Douze titres par saison donc, qui se lisent de manière indépendante et qui font la part belle aux zombies, au gore, au western, à la science-fiction et au sexe. Vous n’y trouverez rien de consensuel entre ces pages, uniquement un attrait assumé pour le mauvais genre. Ames d’esthètes avertis, prière de s’abstenir!
Le plaisir de l’anachronisme
En plus d’être un retour aux sources de la littérature populaire, Damned s’inscrit aussi contre la sacralisation de l’objet-livre, en promouvant le vite-fait d’apparence cheap. Pour concentrer toute l’attention sur le texte. Et si le genre en lui-même est très XXe siècle, cela se prolonge même jusqu’au mode de consommation de ces opuscules: il suffit de s’abonner et chaque mois un nouveau pulpa atterrit dans votre boîte aux lettres, entre deux factures et trois tracts politiques. Bon, il est aussi possible de commander uniquement le numéro désiré, mais cela a nettement moins de charme.
A lire pendant un trajet en train, puis à laisser sur la banquette du wagon une fois terminé, pour un prochain lecteur.

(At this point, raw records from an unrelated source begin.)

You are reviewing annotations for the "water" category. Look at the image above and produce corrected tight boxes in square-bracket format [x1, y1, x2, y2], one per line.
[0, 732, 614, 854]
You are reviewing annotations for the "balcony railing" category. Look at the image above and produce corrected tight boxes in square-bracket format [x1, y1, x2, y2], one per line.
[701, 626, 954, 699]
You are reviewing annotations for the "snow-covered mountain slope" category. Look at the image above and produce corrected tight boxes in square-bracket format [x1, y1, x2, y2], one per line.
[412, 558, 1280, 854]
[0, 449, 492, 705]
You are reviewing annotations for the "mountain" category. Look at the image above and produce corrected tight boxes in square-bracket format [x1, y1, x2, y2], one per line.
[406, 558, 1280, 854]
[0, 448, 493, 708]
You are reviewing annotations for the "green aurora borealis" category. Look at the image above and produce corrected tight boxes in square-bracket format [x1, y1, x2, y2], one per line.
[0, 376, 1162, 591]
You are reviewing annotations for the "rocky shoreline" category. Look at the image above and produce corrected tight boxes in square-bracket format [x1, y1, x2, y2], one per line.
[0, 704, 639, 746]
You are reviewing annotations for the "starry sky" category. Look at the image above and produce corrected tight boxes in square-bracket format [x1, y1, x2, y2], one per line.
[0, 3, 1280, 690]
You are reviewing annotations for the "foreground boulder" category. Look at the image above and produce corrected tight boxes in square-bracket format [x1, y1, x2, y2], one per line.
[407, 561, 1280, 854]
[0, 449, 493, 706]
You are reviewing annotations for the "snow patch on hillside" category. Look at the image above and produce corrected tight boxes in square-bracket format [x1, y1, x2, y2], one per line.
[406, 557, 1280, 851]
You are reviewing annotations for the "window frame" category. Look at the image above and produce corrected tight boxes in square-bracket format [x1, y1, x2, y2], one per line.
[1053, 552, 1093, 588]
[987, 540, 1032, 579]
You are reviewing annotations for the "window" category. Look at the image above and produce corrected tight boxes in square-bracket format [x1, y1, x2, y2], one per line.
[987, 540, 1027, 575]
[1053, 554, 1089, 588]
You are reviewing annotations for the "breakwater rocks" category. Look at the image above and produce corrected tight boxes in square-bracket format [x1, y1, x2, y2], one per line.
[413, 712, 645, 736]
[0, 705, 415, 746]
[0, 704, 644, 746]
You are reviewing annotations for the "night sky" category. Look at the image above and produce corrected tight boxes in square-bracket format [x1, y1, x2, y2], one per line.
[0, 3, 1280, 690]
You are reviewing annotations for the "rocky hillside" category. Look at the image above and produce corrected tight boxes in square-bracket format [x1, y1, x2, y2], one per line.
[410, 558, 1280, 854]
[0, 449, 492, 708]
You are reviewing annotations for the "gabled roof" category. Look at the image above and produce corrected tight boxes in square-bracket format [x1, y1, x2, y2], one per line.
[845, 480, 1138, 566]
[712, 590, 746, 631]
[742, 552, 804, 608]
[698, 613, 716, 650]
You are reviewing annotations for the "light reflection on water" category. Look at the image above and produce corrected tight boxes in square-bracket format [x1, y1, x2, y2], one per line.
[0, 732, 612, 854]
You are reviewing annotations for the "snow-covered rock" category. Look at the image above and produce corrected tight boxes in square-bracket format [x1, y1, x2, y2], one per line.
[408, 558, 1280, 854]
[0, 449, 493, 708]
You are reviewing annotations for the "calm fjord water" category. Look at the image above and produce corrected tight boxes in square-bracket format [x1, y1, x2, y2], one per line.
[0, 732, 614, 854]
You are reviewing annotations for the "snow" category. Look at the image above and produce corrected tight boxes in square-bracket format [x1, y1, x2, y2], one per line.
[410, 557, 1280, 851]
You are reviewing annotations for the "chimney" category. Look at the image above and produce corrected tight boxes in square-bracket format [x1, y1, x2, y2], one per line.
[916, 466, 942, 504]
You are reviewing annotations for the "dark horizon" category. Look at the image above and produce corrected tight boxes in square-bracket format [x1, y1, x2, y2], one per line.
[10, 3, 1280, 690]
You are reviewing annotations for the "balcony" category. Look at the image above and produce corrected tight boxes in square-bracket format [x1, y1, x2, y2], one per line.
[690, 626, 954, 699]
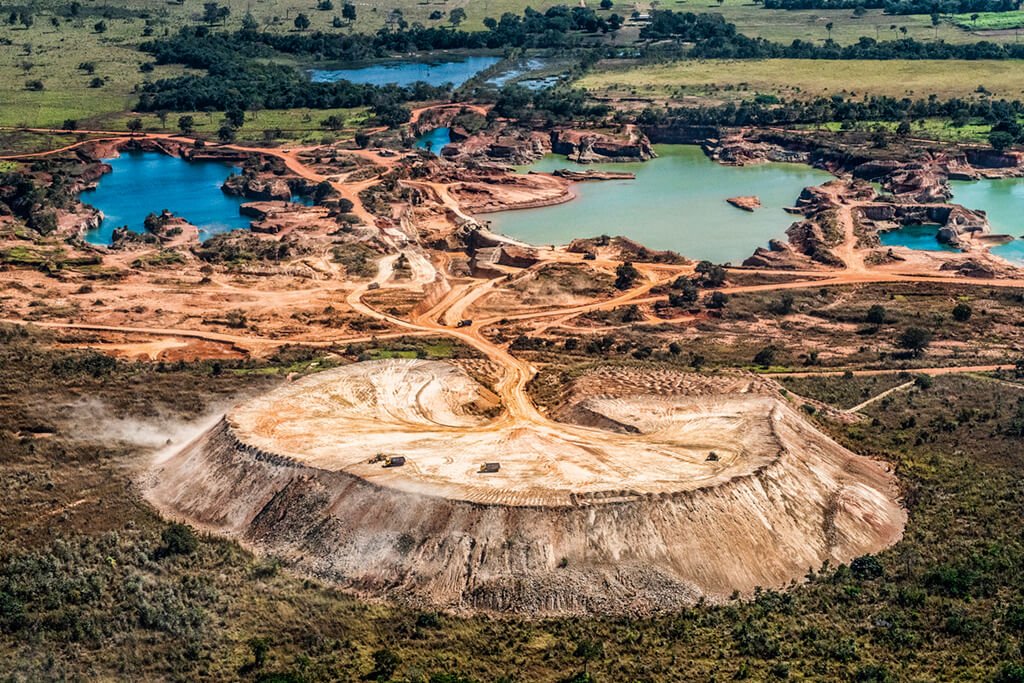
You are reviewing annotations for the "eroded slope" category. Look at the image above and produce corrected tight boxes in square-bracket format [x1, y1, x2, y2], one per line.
[150, 360, 905, 613]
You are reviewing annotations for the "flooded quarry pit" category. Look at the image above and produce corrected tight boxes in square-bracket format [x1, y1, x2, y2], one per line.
[485, 144, 833, 263]
[146, 359, 905, 614]
[80, 151, 307, 245]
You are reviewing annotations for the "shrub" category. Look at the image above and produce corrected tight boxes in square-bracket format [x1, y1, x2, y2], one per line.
[160, 522, 199, 555]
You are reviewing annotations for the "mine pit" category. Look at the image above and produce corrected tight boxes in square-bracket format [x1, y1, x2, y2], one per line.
[147, 359, 905, 614]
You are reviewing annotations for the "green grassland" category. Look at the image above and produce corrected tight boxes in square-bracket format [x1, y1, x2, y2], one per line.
[953, 11, 1024, 29]
[0, 0, 1012, 131]
[692, 0, 987, 45]
[579, 59, 1024, 100]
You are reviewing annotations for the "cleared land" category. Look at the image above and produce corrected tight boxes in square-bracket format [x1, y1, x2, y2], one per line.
[148, 360, 905, 614]
[579, 59, 1024, 99]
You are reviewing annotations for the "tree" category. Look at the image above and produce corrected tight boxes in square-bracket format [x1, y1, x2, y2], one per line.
[850, 555, 885, 581]
[224, 106, 246, 130]
[370, 648, 401, 681]
[707, 292, 729, 308]
[953, 301, 974, 323]
[988, 130, 1014, 152]
[615, 261, 640, 290]
[178, 115, 196, 135]
[160, 522, 199, 555]
[321, 114, 345, 130]
[203, 2, 231, 26]
[696, 261, 726, 287]
[754, 346, 777, 368]
[864, 303, 886, 325]
[374, 101, 413, 128]
[573, 639, 604, 678]
[249, 638, 270, 669]
[897, 327, 932, 356]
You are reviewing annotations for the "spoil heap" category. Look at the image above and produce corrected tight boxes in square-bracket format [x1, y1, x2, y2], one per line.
[148, 360, 905, 614]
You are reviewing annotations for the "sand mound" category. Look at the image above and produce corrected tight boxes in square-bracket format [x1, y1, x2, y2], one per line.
[148, 360, 905, 613]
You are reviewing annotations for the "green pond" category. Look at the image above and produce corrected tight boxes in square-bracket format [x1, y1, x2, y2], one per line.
[949, 178, 1024, 264]
[486, 144, 833, 263]
[879, 223, 959, 251]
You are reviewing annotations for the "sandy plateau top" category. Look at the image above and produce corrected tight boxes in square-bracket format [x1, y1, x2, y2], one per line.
[235, 359, 827, 506]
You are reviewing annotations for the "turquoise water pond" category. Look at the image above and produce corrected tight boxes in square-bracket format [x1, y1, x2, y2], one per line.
[486, 144, 833, 263]
[309, 56, 501, 88]
[80, 152, 250, 245]
[879, 224, 958, 251]
[949, 178, 1024, 264]
[416, 128, 452, 155]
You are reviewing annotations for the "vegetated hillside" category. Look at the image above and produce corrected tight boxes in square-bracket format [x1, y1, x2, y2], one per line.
[0, 328, 1024, 682]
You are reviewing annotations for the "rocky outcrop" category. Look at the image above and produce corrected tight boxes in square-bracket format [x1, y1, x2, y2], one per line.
[551, 130, 657, 164]
[725, 196, 761, 212]
[859, 204, 995, 248]
[221, 172, 292, 202]
[551, 168, 637, 182]
[703, 130, 810, 166]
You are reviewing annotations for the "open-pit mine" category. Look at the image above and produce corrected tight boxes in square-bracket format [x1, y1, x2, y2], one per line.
[147, 359, 904, 613]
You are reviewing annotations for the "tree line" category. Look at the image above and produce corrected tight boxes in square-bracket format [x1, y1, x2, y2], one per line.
[640, 9, 1024, 60]
[637, 95, 1024, 126]
[764, 0, 1021, 14]
[138, 6, 621, 113]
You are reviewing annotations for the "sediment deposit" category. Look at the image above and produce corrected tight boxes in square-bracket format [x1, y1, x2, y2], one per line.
[147, 359, 905, 614]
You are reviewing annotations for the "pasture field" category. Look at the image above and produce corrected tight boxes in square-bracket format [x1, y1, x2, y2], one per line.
[658, 0, 995, 45]
[953, 11, 1024, 29]
[0, 0, 1017, 130]
[578, 59, 1024, 101]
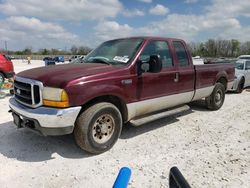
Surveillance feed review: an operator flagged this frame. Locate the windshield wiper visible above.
[90,57,112,65]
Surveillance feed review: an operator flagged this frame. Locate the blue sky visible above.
[0,0,250,50]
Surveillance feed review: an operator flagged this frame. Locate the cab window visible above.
[173,41,188,67]
[139,41,173,68]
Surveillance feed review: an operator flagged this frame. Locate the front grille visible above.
[14,77,43,108]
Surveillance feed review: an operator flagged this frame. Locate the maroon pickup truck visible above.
[9,37,234,153]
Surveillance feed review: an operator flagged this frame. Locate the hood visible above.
[235,69,244,76]
[17,63,117,88]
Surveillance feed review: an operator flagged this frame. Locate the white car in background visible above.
[229,59,250,93]
[237,55,250,59]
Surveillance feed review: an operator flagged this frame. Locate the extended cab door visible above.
[134,40,184,116]
[245,61,250,87]
[172,40,195,103]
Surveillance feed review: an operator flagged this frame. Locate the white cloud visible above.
[207,0,250,19]
[0,16,79,49]
[0,0,123,21]
[122,9,144,17]
[149,4,169,15]
[95,21,133,41]
[138,0,152,3]
[185,0,198,4]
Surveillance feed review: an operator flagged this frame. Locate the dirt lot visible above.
[0,61,250,188]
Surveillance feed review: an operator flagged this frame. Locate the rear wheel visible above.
[0,72,5,84]
[206,83,225,110]
[74,102,122,154]
[236,79,244,93]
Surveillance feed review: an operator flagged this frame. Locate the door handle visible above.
[174,72,179,82]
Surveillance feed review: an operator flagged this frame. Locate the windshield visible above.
[235,63,244,70]
[239,56,250,59]
[83,38,143,65]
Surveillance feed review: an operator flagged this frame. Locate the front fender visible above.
[66,83,129,106]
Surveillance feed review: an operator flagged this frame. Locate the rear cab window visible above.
[245,61,250,70]
[139,40,173,68]
[173,41,189,68]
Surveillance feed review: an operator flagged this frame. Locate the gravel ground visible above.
[0,61,250,188]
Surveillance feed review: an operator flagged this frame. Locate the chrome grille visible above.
[14,76,43,108]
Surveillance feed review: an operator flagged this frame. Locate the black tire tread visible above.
[206,82,226,110]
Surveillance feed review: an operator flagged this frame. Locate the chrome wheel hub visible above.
[215,90,222,105]
[92,114,115,144]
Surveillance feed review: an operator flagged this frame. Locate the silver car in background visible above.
[229,59,250,93]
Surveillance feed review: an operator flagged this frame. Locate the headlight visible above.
[43,87,69,108]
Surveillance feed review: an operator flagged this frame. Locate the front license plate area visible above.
[12,113,22,128]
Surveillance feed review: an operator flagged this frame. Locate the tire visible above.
[236,79,244,93]
[74,102,122,154]
[0,72,5,84]
[206,83,226,110]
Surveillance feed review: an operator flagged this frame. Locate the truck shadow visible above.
[120,109,193,139]
[0,121,93,162]
[188,100,211,112]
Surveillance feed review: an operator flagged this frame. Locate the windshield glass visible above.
[235,63,244,70]
[83,38,143,65]
[239,56,250,59]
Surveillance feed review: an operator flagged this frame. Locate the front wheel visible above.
[236,79,244,93]
[206,83,226,110]
[74,102,122,154]
[0,72,5,84]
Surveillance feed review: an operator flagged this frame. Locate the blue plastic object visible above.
[113,167,131,188]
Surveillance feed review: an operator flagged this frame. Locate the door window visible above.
[139,41,173,68]
[245,61,250,70]
[173,41,188,67]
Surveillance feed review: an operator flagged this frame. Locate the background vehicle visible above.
[70,55,85,63]
[9,37,234,153]
[237,55,250,59]
[0,54,14,83]
[229,59,250,93]
[69,55,80,62]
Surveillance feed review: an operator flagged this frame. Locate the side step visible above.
[130,105,190,127]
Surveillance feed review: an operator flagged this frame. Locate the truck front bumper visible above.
[9,97,81,136]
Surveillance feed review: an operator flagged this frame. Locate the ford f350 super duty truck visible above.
[9,37,234,153]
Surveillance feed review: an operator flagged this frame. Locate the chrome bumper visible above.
[227,79,239,91]
[9,97,81,132]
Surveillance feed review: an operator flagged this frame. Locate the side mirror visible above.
[148,55,162,73]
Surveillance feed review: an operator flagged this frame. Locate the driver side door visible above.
[245,61,250,87]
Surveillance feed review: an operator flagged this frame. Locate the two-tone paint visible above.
[15,37,234,122]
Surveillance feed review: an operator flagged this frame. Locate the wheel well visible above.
[217,77,227,90]
[240,76,245,83]
[81,95,128,122]
[0,71,6,77]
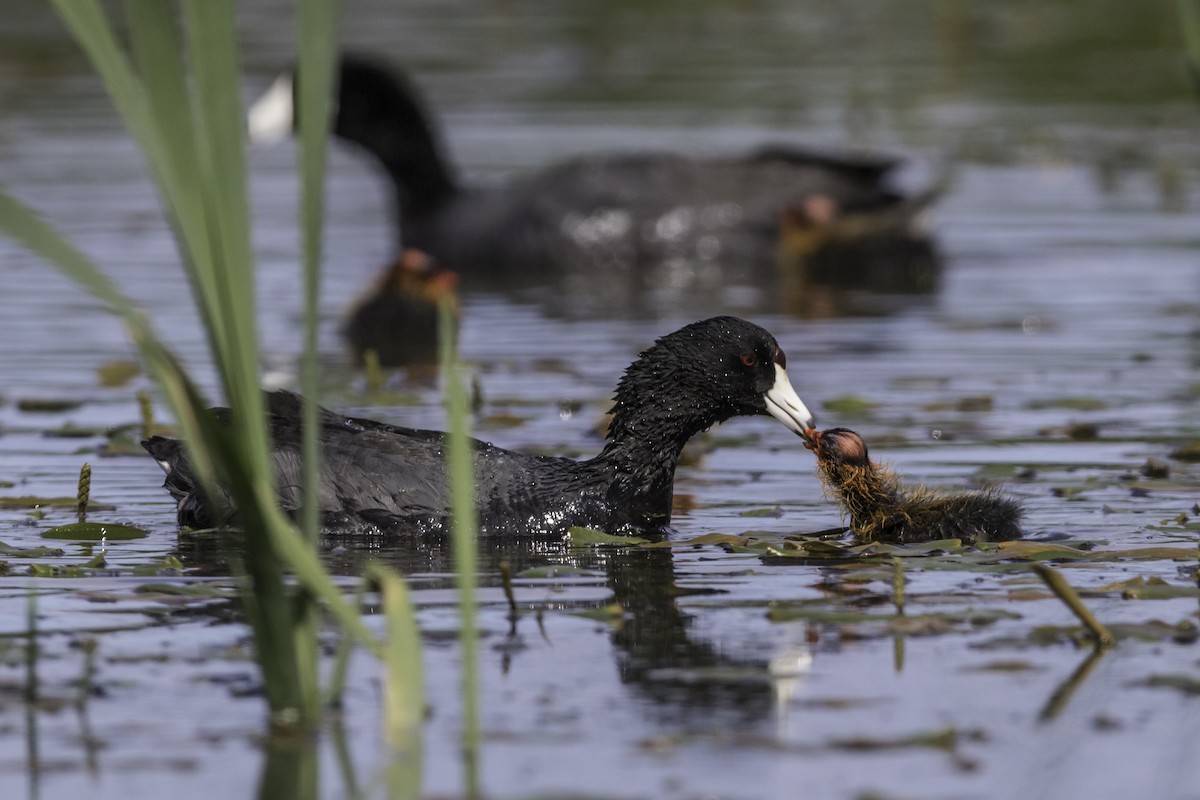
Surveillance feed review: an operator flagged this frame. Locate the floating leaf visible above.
[0,494,116,511]
[17,397,83,414]
[42,522,148,542]
[566,525,650,547]
[1134,675,1200,697]
[0,542,62,559]
[133,583,233,597]
[512,564,604,578]
[96,359,142,386]
[824,395,878,416]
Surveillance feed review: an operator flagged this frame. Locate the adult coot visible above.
[143,317,812,536]
[250,55,940,280]
[803,428,1021,543]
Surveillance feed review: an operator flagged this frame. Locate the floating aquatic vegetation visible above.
[96,359,142,386]
[17,397,83,414]
[42,522,148,542]
[566,525,650,547]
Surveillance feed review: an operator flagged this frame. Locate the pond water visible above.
[0,0,1200,799]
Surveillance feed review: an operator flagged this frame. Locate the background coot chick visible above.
[143,317,812,536]
[342,247,458,367]
[250,54,936,278]
[805,428,1021,545]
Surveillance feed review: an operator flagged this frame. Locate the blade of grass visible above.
[438,300,480,798]
[366,564,425,750]
[295,0,337,719]
[296,0,337,541]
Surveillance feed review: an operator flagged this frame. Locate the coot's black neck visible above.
[335,60,458,222]
[593,381,731,525]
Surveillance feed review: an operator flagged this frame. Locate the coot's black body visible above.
[144,317,812,535]
[252,55,936,280]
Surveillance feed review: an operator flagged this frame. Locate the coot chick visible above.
[803,428,1021,545]
[342,247,458,367]
[143,317,812,536]
[776,187,942,315]
[250,55,936,278]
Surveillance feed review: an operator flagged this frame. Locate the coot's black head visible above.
[250,53,455,213]
[608,317,814,444]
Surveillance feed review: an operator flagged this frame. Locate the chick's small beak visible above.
[763,361,816,438]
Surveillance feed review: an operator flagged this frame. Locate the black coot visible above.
[251,55,931,278]
[143,317,812,536]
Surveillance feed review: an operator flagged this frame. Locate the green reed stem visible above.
[76,462,91,522]
[438,301,480,798]
[138,390,154,439]
[892,558,905,616]
[1033,564,1117,650]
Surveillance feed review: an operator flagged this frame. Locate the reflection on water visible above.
[0,0,1200,798]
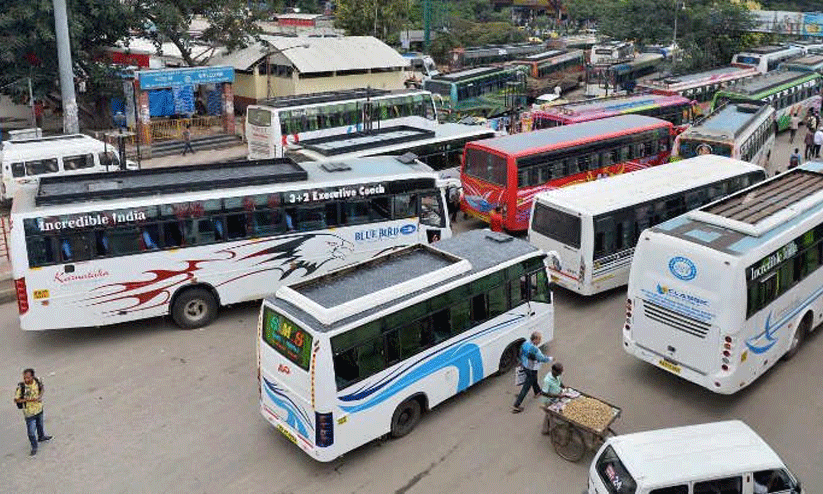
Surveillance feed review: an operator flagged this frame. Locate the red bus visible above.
[460,115,674,231]
[532,93,696,133]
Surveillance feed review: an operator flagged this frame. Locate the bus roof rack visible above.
[35,158,308,206]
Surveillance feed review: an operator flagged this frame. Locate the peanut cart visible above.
[543,388,621,461]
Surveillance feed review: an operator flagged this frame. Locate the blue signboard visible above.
[137,67,234,89]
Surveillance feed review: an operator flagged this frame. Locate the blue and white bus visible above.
[623,163,823,394]
[257,230,554,461]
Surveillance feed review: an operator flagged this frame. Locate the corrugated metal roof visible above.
[209,36,408,74]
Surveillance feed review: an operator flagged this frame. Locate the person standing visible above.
[183,124,194,156]
[512,331,554,413]
[14,369,52,456]
[789,110,800,144]
[803,128,814,160]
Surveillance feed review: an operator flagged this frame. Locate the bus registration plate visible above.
[657,359,680,374]
[277,424,297,444]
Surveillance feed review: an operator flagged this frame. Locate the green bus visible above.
[712,70,823,131]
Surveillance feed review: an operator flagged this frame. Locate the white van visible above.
[588,420,803,494]
[0,134,135,201]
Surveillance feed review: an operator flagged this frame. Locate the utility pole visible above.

Ecrire à l’auteur: quentin.perissinotto@leregardlibre.com
Vous venez de lire un article en libre accès, publié dans notre édition papier (Le Regard Libre N°108). Débats, analyses, actualités culturelles: abonnez-vous à notre média de réflexion pour nous soutenir et avoir accès à tous nos contenus!
Damned
Nouvelles Editions Humus
2023 (saison 1)
2024 (saison 2)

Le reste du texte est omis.